In voting Monday and Tuesday, students approved a mandatory fee to fund "green" projects such as campus-wide recycling. The $5-per-semester fee would take effect starting in the Fall 2009 semester, and could generate about $90,000 a year, according to Marshall Dean of Student Affairs Steve Hensley. The money will be added to a $65,000 grant from the state and is intended primarily to start a recycling program, but may include other projects.

Imposing the fee must await approval of the university's Board of Governors, but that shouldn't be a problem.
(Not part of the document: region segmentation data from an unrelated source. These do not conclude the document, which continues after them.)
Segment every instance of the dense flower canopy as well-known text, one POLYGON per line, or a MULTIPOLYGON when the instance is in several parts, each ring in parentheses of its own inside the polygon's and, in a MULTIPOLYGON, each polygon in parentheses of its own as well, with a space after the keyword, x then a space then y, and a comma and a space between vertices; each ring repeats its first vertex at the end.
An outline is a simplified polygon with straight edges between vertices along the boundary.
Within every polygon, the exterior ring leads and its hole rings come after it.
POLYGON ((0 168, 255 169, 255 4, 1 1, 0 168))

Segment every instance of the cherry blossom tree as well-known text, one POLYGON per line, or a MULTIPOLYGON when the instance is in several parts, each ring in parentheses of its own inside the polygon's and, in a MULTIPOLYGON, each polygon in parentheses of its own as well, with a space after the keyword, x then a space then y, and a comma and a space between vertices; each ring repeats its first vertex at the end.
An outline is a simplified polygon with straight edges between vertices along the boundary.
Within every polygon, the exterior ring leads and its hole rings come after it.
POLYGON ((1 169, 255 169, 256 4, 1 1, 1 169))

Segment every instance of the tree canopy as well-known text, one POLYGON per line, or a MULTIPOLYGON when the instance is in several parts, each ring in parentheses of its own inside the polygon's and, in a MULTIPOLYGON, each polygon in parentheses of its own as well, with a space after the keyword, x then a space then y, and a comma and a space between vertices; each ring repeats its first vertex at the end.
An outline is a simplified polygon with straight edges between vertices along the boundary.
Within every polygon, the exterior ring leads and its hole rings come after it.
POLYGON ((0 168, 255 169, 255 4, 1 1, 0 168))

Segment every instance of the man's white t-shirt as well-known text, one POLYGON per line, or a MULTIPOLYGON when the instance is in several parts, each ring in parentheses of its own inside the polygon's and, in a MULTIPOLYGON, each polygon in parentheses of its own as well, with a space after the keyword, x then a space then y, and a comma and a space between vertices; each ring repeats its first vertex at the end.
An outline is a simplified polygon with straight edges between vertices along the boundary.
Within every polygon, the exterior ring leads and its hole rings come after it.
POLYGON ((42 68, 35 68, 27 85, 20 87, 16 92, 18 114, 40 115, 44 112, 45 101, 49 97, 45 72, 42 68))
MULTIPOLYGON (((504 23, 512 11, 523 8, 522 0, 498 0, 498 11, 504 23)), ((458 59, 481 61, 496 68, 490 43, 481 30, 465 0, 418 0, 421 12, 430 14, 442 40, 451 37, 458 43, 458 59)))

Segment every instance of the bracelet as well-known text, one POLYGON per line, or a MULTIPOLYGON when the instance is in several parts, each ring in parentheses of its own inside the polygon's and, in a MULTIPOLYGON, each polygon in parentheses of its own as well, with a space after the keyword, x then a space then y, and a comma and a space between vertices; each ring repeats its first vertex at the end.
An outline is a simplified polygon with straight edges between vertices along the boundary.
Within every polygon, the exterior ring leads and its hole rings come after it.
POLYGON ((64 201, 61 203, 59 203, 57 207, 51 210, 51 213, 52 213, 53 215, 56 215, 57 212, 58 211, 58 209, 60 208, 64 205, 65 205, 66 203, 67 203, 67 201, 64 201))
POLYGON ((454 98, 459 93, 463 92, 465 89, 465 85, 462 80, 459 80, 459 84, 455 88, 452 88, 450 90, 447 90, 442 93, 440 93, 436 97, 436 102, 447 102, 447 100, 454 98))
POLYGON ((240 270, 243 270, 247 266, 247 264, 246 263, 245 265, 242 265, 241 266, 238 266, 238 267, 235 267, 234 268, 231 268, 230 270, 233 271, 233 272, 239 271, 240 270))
After all, this was a student-driven initiative supported by the Sierra Student Coalition and the Student Government Association and backed by 69 percent of students who voted.

Mandatory fees for environmental causes are not exactly new on college campuses, according to the Association for the Advancement of Sustainability in Higher Education, but the Marshall effort is rare in that the idea for the fee came entirely from students, according to Lalena Price, chairwoman of the Greening Marshall Committee.

So congratulations are in order to Marshall's students, who were willing to put some money behind an initiative that speaks well for them and the university as a whole and should make a difference for the local environment.

This week, Cabell Circuit Court Judge John Cummings ordered the city to continue to pay for the more expensive health insurance coverage for retired police officers and firefighters.